Without traveling to the outermost Okinawan islands or the extremities of Hokkaido, it's hard to get further away from it all in Japan than the Shimokita peninsula. It's a beautiful place to spend a leisurely day or three exploring but, with it being so remote, places to stay are few and far between. When I was there I stayed at the hostel in Wakinosawa, which is comfortable and convenient for transport, and provides good meals into the bargain.
It's a sturdy-looking rustic-style building with a small garden at the front, which will be a pleasant place to hang out in better weather than I had. The dorms look cosy, with wooden bunks arranged around a raised tatami platform, but I was given one of the eight-tatami rooms to myself: this felt more like a guesthouse room, with its low table and floor chairs, and I had my own little TV on the cabinet in the corner. There's a kind of Scandinavian feel throughout the building, with lots of wood flooring, paneling and furnishings, and pictures of the local flora and fauna on every wall.
It's close to the town, just five or ten minutes' walk to the bus stop for the bus across to Mutsu and Osore-zan, and to the port for ferries to Aomori city, across to the Tsugaru coast, or north up the rugged coast to the dramatic scenery of the Hotokegaura cliffs. Walking away from town, I went past some striking offshore rocks to come to some trails through the forested hills along the coast, allegedly inhabited by local monkeys and serow, a local deer-like animal; I was lucky enough to see a few of the serow happily grazing in the woods.
I didn't manage to find any eating options in the town other than a couple of small grocery stores, so I decided to have my dinner at the hostel, and for just ¥1000 enjoyed one of the best meals of my trip, a hearty trayload of fresh salad, seafood, omelette, rice, soup and pickles. You need to tell the staff in advance that you want to eat there, which I highly recommend!

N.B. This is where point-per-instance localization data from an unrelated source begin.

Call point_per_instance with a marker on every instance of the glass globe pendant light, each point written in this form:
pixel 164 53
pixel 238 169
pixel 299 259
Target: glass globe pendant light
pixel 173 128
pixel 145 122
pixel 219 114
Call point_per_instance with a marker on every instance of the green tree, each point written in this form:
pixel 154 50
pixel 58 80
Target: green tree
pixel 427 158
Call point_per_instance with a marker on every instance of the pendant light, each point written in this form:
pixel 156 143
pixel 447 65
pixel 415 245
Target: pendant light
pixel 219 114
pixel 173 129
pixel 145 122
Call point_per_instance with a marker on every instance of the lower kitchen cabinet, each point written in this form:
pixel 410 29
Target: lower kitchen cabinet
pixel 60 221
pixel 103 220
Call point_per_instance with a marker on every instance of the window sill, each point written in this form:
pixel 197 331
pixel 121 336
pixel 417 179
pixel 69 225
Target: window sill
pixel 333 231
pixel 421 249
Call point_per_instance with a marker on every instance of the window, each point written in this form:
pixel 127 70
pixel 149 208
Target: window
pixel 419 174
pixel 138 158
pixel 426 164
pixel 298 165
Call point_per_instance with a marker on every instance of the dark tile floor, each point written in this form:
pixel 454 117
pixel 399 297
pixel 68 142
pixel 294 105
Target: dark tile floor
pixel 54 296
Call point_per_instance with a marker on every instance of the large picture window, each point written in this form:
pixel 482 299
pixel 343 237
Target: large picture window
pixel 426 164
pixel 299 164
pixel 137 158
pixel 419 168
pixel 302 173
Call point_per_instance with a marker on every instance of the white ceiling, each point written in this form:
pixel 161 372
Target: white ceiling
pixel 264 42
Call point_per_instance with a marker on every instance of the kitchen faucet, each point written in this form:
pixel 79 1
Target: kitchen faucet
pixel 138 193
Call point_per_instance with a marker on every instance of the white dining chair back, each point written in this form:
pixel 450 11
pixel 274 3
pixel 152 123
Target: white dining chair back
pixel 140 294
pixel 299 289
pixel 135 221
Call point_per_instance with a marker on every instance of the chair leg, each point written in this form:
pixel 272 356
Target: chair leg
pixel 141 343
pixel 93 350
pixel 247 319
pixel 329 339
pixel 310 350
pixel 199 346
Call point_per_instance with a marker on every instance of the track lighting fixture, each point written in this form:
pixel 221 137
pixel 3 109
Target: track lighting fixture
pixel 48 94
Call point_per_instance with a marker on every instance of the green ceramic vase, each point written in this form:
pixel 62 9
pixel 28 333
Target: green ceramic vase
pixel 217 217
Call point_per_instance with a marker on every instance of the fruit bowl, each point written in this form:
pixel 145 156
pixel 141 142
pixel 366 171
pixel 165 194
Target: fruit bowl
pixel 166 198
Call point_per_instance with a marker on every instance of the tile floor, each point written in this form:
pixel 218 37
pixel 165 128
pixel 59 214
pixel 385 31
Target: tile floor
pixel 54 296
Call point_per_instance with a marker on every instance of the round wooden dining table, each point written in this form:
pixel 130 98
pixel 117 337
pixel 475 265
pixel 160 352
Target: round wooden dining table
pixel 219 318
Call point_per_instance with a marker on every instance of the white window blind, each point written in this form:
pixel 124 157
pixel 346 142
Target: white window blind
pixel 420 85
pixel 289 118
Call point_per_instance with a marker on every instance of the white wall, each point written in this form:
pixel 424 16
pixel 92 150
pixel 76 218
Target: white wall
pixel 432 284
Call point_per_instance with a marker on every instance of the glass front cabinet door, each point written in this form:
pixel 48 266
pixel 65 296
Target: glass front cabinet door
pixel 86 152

The only drawback is that booking is a little awkward: it's not possible to make a reservation online, I had no response to a couple of emails, and the staff speak only Japanese, so if you don't speak the language you'll need to ask someone to telephone for you. However, it definitely rewards the effort, as it's a good base from which to see the coastline, scenery and wildlife that the area has to offer.